Political Islam is premised on certain assumptions:
• That sovereignty belongs to a transcendent God whose will has been received through the last revelation that overrides previous revelations.
• That there is a world of Islam and a world of Jahilliya. Philosophy, mysticism, modernity all are rejected as complicit with the latter.
• That religious other is to be subjugated politically and it represents a degeneration rather than a possibly valid mode of responding to the Divine Call.
• That states need to be Islamized either by democratic or violent means.
• That it is the laws of Islam rather than the principles underlying them that need to be implemented because it is the divine commandment.
The whole notion of divine sovereignty as constructed in political Islam primarily rests on an interpolation or manipulation of a verse (Al-Hukmu lillah..) taken out of context and subject to philological trampling as cogently argued by many scholars including Meddeb in ‘The Malady of Islam’. Al-Farabi’s primary condition for virtuous city is knowledge of God in the subjects. Now the very idea of God presupposed in ideologues of political Islam would be far from the idea of the same in the Muslim intellectual and spiritual tradition defended by Muslim philosophers and Sufis and most of the well-known theologians.

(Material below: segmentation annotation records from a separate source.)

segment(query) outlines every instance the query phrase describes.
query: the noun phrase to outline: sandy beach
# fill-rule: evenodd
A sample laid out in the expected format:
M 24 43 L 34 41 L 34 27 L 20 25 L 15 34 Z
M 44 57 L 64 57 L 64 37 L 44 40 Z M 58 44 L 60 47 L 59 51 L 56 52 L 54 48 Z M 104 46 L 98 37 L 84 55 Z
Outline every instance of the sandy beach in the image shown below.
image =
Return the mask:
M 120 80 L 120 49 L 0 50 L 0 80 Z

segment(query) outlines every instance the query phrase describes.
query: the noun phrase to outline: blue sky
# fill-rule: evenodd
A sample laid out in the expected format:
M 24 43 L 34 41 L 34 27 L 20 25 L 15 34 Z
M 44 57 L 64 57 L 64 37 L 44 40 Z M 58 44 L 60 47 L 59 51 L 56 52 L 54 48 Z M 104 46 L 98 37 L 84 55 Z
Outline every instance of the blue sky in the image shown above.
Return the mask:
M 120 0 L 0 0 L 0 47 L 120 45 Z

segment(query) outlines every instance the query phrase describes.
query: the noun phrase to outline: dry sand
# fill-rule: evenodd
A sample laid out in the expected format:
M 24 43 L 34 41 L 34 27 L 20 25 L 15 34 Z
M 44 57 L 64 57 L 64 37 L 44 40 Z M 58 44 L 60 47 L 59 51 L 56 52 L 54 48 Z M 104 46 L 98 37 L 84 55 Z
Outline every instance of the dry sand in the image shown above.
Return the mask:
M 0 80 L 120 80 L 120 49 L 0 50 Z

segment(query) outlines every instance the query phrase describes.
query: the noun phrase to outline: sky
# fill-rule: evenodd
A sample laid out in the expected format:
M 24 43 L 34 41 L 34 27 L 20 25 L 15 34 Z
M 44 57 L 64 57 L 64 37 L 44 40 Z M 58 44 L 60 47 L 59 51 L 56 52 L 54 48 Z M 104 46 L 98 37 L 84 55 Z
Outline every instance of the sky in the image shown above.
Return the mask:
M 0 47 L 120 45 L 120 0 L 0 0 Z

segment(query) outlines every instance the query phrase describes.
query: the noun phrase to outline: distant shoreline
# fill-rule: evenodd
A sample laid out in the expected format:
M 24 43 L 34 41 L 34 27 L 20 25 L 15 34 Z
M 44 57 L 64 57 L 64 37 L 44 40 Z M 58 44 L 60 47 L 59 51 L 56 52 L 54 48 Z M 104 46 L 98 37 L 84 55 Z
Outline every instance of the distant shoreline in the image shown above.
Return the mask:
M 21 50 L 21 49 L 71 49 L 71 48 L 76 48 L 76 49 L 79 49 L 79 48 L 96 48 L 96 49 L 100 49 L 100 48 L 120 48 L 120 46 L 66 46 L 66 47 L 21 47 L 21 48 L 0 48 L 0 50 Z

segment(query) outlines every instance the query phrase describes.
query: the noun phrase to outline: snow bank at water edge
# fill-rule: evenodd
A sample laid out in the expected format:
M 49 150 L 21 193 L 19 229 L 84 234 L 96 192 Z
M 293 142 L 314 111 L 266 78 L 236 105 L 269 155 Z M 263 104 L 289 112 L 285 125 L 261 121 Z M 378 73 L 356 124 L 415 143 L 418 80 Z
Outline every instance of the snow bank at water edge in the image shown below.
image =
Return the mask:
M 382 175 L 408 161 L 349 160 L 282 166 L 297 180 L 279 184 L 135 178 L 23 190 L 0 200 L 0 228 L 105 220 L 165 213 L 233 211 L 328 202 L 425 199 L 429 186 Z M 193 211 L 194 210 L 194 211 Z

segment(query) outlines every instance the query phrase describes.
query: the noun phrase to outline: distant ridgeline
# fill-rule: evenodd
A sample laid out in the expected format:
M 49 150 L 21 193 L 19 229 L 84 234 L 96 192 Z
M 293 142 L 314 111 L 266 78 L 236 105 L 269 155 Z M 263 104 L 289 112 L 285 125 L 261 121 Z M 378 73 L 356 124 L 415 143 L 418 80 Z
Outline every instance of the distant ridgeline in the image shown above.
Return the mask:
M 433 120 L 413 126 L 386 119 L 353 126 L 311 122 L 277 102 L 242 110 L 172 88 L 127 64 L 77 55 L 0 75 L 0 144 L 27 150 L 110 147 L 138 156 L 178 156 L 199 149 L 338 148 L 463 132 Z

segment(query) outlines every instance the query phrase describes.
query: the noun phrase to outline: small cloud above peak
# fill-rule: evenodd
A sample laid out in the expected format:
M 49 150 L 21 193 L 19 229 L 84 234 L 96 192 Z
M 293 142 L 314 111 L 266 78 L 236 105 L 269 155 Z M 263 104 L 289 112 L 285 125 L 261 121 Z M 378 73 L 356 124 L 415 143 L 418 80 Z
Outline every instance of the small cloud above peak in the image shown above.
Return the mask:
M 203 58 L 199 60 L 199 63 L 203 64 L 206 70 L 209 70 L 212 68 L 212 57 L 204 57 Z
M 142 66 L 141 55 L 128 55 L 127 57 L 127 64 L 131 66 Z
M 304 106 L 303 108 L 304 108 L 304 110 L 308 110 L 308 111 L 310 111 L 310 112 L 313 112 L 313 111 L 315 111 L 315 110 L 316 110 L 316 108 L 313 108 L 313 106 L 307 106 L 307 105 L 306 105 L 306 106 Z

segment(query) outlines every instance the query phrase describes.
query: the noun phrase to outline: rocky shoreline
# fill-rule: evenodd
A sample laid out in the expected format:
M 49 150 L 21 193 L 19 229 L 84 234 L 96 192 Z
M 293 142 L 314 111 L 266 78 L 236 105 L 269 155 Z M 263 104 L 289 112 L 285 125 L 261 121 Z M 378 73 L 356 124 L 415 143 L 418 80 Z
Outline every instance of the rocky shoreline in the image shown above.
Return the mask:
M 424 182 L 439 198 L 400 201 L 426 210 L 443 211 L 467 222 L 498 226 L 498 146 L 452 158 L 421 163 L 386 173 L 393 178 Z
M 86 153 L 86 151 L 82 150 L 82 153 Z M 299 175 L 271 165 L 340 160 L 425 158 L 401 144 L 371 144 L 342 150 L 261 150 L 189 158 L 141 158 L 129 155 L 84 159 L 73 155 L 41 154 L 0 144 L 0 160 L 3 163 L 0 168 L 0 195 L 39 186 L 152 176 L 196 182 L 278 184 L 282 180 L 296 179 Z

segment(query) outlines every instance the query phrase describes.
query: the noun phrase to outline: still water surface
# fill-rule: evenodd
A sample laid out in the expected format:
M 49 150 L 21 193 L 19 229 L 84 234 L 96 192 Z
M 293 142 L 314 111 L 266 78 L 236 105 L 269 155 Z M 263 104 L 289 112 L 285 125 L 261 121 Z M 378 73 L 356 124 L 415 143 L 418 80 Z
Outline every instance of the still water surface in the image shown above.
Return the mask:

Al-Farabi has a conception of virtuous city not Muslim or Islamic city, he divides the world into virtuous and non-virtuous cities rather than dar-ul islam and dar-ul harb. He is no partisan of Islam as the supreme truth or best of religions of which other religions are bad images. In his theocratic state, instead of Islamic state, music will not be prohibited; there would be institutes for promoting it. There would be no ban on philosophy or any of the sciences that Al-Farabi’s complex classification lists in his famous classification of sciences. The compulsion to virtue thesis that he advocates would hardly have anything resembling the fundamentalist state that are wedded to the necessity of sharia imposition identified with historical legal construction rather than a trans-historical quest for fundamental values of Ad-Din that evolving sharia formulations seek to approximate and this quest can never fully succeed or must fail in some sense as justice can never be done and evil never fully wished away. Plato’s laws or Muslim law both are attempts to capture the ideal and can never be absolutised in themselves. Al-Farabi requires philosophers to have a decisive role in interpreting scripture, an argument that is later elaborated by Ibn Rushd. And this fact crucially modifies the character of Islamic state. Modern philosophical attempts to formulate increasingly sophisticated theories of justice in the face of so many totalitarian and other perversions that have marred modern social and political institutions are, generally speaking, all attempts to theorize sharia that is grounded in transcendental notions of justice, human dignity and ethical relation to the other.
Thanks to his essentially theocratic state that Plato’s Rupublic advocated and Al-Farabi appropriated in Islamic idiom, he would like to have compulsion to virtue–not conformity to law. His key terms are virtue, happiness, intellection rather than terms from juristic lore. It is perhaps not accidental that he has not written any book on juristic science. Despite the centrality of Prophet or Imam in his “system” he isn’t a Syed Hamdani who is keen to impose a religious order. He focuses on transforming people from within and it is only in such a transformed elite that one can find a ruler he demands.